Lewis Allen Reed é uma figura um tanto estranha na história da música pop. Nos anos 60, o garoto que quando criança foi submetido a tratamentos de choque que a família aplicava para ser curado de sua homossexualidade, era envolvido com pop art e liderou a banda destinada ao fracasso Velvet Underground, pois em plena década do pacifismo e do amor livre o homem insistia em cantar sobre tráfico de drogas, uso das mesmas, sadomasoquismo, assassinato... O que deixou muita gente chocada, tanto para o bem quanto para o mal. Quando o Velvet encontrou seu fim, o inglês David Bowie, fã da banda, chamou Lou Reed para produzí-lo em uma carreira solo, ao mesmo tempo que também produzia o "Raw Power" de Iggy Pop & The Stooges. Junto a Reed e Iggy, os New York Dolls completariam o glam americano, muito mais frenético, urbano e violento que o glam inglês, mais metafórico e fantasioso.
Pois bem; se no Velvet, Reed já chutava o pau da barraca mesmo tendo que enfrentar outros pólos criativos da banda como John Cale e Sterling Morrison, o que o cara faria caso começasse uma carreira solo? Com certeza conseguiria abordar a fundo o que quisesse ao seu bel-prazer e sem ter que rachar composições com ninguém, ou ser obrigado a deixar uma loiraça alemã cantar suas composições, não é mesmo? Um LP com o nem um pouco discreto título de "Transformer", o segundo de Lou, respondeu a qualquer dúvida que poderia surgir- o primeiro, que levava o nome do artista, não teve lá tanto reconhecimento, mas já mostrava o que a carreira de Lou viria a ser.

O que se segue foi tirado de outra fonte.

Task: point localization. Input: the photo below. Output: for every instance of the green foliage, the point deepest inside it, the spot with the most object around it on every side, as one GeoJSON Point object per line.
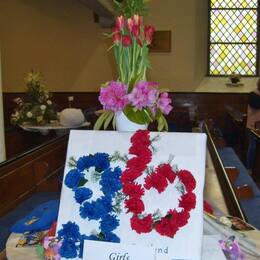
{"type": "Point", "coordinates": [36, 108]}
{"type": "Point", "coordinates": [138, 116]}
{"type": "Point", "coordinates": [104, 119]}
{"type": "Point", "coordinates": [128, 8]}
{"type": "Point", "coordinates": [141, 117]}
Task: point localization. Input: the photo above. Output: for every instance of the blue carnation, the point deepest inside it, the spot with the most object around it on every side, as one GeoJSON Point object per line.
{"type": "Point", "coordinates": [103, 206]}
{"type": "Point", "coordinates": [111, 237]}
{"type": "Point", "coordinates": [70, 231]}
{"type": "Point", "coordinates": [68, 249]}
{"type": "Point", "coordinates": [85, 162]}
{"type": "Point", "coordinates": [96, 209]}
{"type": "Point", "coordinates": [108, 223]}
{"type": "Point", "coordinates": [101, 161]}
{"type": "Point", "coordinates": [73, 178]}
{"type": "Point", "coordinates": [110, 181]}
{"type": "Point", "coordinates": [87, 210]}
{"type": "Point", "coordinates": [82, 194]}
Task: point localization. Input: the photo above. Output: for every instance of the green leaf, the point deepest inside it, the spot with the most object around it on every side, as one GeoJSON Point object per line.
{"type": "Point", "coordinates": [165, 123]}
{"type": "Point", "coordinates": [101, 120]}
{"type": "Point", "coordinates": [133, 81]}
{"type": "Point", "coordinates": [40, 251]}
{"type": "Point", "coordinates": [114, 123]}
{"type": "Point", "coordinates": [108, 120]}
{"type": "Point", "coordinates": [162, 123]}
{"type": "Point", "coordinates": [138, 116]}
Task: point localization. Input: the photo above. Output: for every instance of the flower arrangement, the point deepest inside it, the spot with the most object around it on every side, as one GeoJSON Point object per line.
{"type": "Point", "coordinates": [122, 192]}
{"type": "Point", "coordinates": [141, 101]}
{"type": "Point", "coordinates": [37, 107]}
{"type": "Point", "coordinates": [158, 179]}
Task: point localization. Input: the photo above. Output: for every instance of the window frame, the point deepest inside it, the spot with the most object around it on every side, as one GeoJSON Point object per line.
{"type": "Point", "coordinates": [257, 40]}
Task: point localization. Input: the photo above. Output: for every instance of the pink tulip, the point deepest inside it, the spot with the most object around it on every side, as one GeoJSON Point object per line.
{"type": "Point", "coordinates": [164, 103]}
{"type": "Point", "coordinates": [148, 32]}
{"type": "Point", "coordinates": [126, 40]}
{"type": "Point", "coordinates": [137, 19]}
{"type": "Point", "coordinates": [116, 35]}
{"type": "Point", "coordinates": [129, 24]}
{"type": "Point", "coordinates": [136, 31]}
{"type": "Point", "coordinates": [120, 22]}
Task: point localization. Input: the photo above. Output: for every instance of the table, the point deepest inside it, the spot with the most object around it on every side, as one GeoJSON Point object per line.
{"type": "Point", "coordinates": [256, 166]}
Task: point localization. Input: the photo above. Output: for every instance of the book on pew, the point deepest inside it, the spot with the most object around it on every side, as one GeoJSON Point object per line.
{"type": "Point", "coordinates": [135, 188]}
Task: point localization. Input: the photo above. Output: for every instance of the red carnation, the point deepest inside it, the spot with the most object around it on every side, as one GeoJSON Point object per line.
{"type": "Point", "coordinates": [188, 201]}
{"type": "Point", "coordinates": [166, 227]}
{"type": "Point", "coordinates": [181, 218]}
{"type": "Point", "coordinates": [133, 190]}
{"type": "Point", "coordinates": [126, 40]}
{"type": "Point", "coordinates": [136, 163]}
{"type": "Point", "coordinates": [167, 172]}
{"type": "Point", "coordinates": [207, 207]}
{"type": "Point", "coordinates": [144, 225]}
{"type": "Point", "coordinates": [129, 175]}
{"type": "Point", "coordinates": [140, 150]}
{"type": "Point", "coordinates": [157, 181]}
{"type": "Point", "coordinates": [187, 179]}
{"type": "Point", "coordinates": [134, 205]}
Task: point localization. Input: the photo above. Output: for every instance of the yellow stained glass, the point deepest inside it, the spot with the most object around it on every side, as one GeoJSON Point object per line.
{"type": "Point", "coordinates": [233, 37]}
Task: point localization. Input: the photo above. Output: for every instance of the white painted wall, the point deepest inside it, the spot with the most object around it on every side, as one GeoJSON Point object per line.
{"type": "Point", "coordinates": [2, 139]}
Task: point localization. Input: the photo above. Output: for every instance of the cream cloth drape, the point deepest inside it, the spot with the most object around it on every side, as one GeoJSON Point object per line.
{"type": "Point", "coordinates": [2, 140]}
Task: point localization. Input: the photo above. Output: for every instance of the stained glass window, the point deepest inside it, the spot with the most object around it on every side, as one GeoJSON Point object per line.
{"type": "Point", "coordinates": [233, 37]}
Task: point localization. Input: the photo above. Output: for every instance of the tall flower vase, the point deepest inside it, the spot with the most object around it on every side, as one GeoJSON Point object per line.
{"type": "Point", "coordinates": [123, 124]}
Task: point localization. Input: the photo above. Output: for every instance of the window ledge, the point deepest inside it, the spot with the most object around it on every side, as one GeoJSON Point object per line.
{"type": "Point", "coordinates": [218, 85]}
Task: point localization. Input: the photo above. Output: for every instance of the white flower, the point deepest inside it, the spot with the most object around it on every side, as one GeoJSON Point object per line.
{"type": "Point", "coordinates": [29, 114]}
{"type": "Point", "coordinates": [43, 107]}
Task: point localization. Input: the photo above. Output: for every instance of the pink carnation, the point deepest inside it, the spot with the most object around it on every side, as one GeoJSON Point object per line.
{"type": "Point", "coordinates": [114, 96]}
{"type": "Point", "coordinates": [164, 102]}
{"type": "Point", "coordinates": [144, 94]}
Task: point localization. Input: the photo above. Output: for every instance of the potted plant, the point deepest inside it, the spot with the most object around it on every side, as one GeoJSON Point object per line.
{"type": "Point", "coordinates": [131, 102]}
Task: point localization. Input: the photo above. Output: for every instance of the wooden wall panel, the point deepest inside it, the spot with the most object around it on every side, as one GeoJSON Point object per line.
{"type": "Point", "coordinates": [208, 105]}
{"type": "Point", "coordinates": [35, 171]}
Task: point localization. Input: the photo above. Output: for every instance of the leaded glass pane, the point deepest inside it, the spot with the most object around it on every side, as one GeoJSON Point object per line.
{"type": "Point", "coordinates": [233, 26]}
{"type": "Point", "coordinates": [228, 58]}
{"type": "Point", "coordinates": [233, 37]}
{"type": "Point", "coordinates": [234, 4]}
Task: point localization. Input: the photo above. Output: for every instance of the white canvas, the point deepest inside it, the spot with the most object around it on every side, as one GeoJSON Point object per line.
{"type": "Point", "coordinates": [188, 150]}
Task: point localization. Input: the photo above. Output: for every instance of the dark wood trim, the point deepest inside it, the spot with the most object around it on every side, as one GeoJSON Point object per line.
{"type": "Point", "coordinates": [228, 191]}
{"type": "Point", "coordinates": [22, 177]}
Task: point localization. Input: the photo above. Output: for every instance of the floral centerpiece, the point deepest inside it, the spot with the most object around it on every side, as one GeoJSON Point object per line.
{"type": "Point", "coordinates": [36, 108]}
{"type": "Point", "coordinates": [141, 101]}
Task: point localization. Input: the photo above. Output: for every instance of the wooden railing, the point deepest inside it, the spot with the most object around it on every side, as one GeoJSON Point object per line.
{"type": "Point", "coordinates": [34, 171]}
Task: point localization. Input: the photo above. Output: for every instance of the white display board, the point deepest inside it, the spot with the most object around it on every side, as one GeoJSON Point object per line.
{"type": "Point", "coordinates": [183, 151]}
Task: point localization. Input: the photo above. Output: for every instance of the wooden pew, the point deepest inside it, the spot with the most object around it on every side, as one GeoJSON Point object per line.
{"type": "Point", "coordinates": [34, 171]}
{"type": "Point", "coordinates": [227, 188]}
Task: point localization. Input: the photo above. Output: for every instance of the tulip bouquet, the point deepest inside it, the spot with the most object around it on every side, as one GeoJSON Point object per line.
{"type": "Point", "coordinates": [131, 40]}
{"type": "Point", "coordinates": [141, 101]}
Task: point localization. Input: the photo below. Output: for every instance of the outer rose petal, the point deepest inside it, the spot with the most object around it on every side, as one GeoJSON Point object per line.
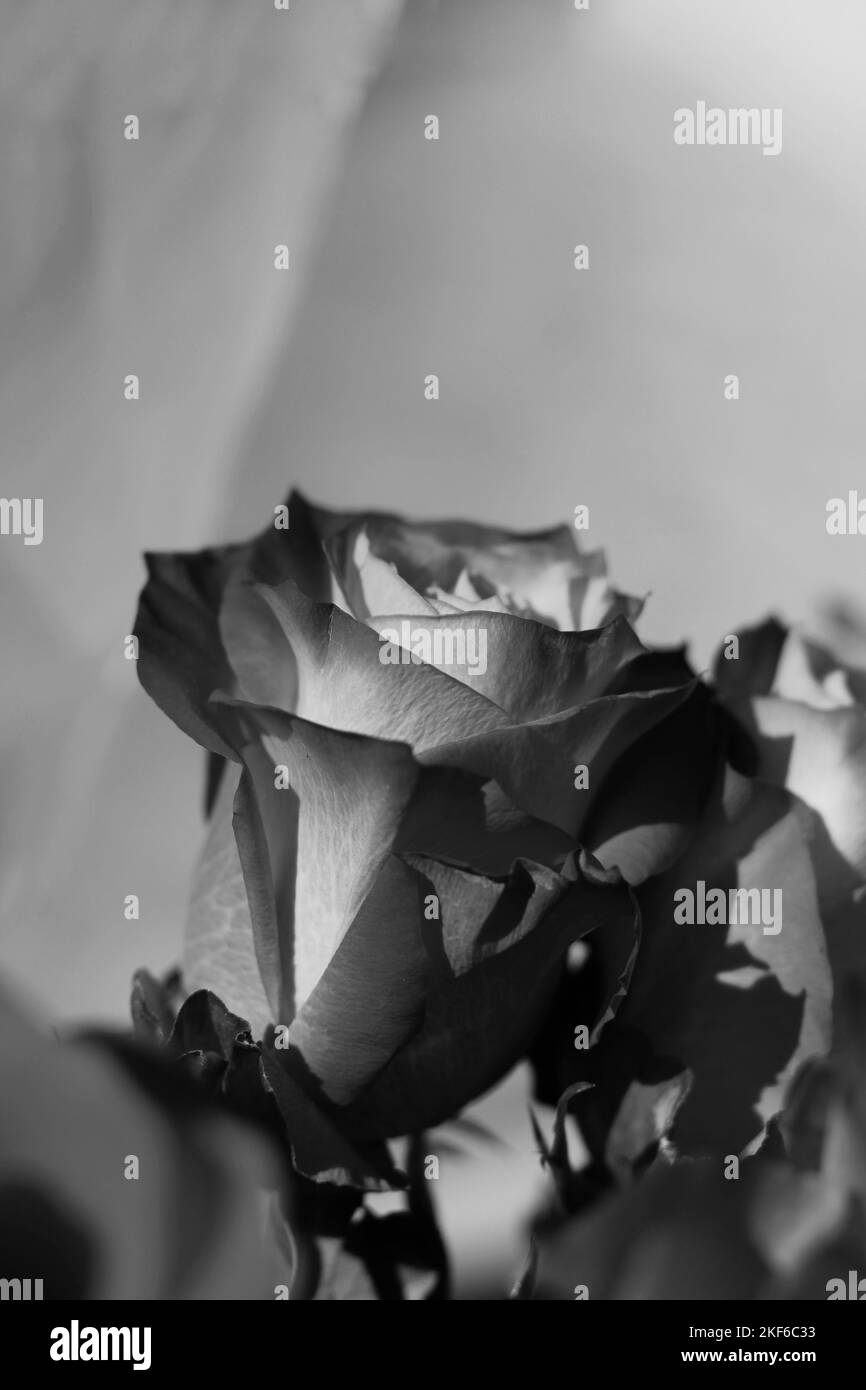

O segundo disco solo de Lou Reed mostrava o que o glam americano era tal qual um filme de Martin Scorsese no qual todos usassem maquiagem - violento, envolvente, transgressor, provocante, muitas vezes não deixando espaço para meio termo diante do conteúdo apresentado. Na entrevista do lançamento desse disco, com os olhos pintados e apertadas roupas pretas, Lou Reed declarou estar namorando um transsexual de nome Candy. David Bowie, produzindo e fazendo backing vocals, e o escudeiro de Bowie Mick Ronson cuidando dos arranjos, foram duas figuras importantes no jogo malicioso de Lou, entre outros músicos e profissionais de estúdio.
A levada contagiante de "Vicious" é combinada com espamos elétricos, enquanto Lou Reed repete a frase de Andy Warhol "depravado, você me acertou com uma flor" e completa com "você faz isso toda hora", contando sobre um amor agressivo e moderno, pois a tal flor acerta Lou toda hora. A música vai lentamente ganhando corpo até ficar contagiante e Lou Reed sair gritando "vicious, you're so vicious" repetidamente. Ainda que romântica, também forte, direta e sincera, demonstrando como eram os loucos relacionamentos naquele período, pervertidos e perigosos ao último.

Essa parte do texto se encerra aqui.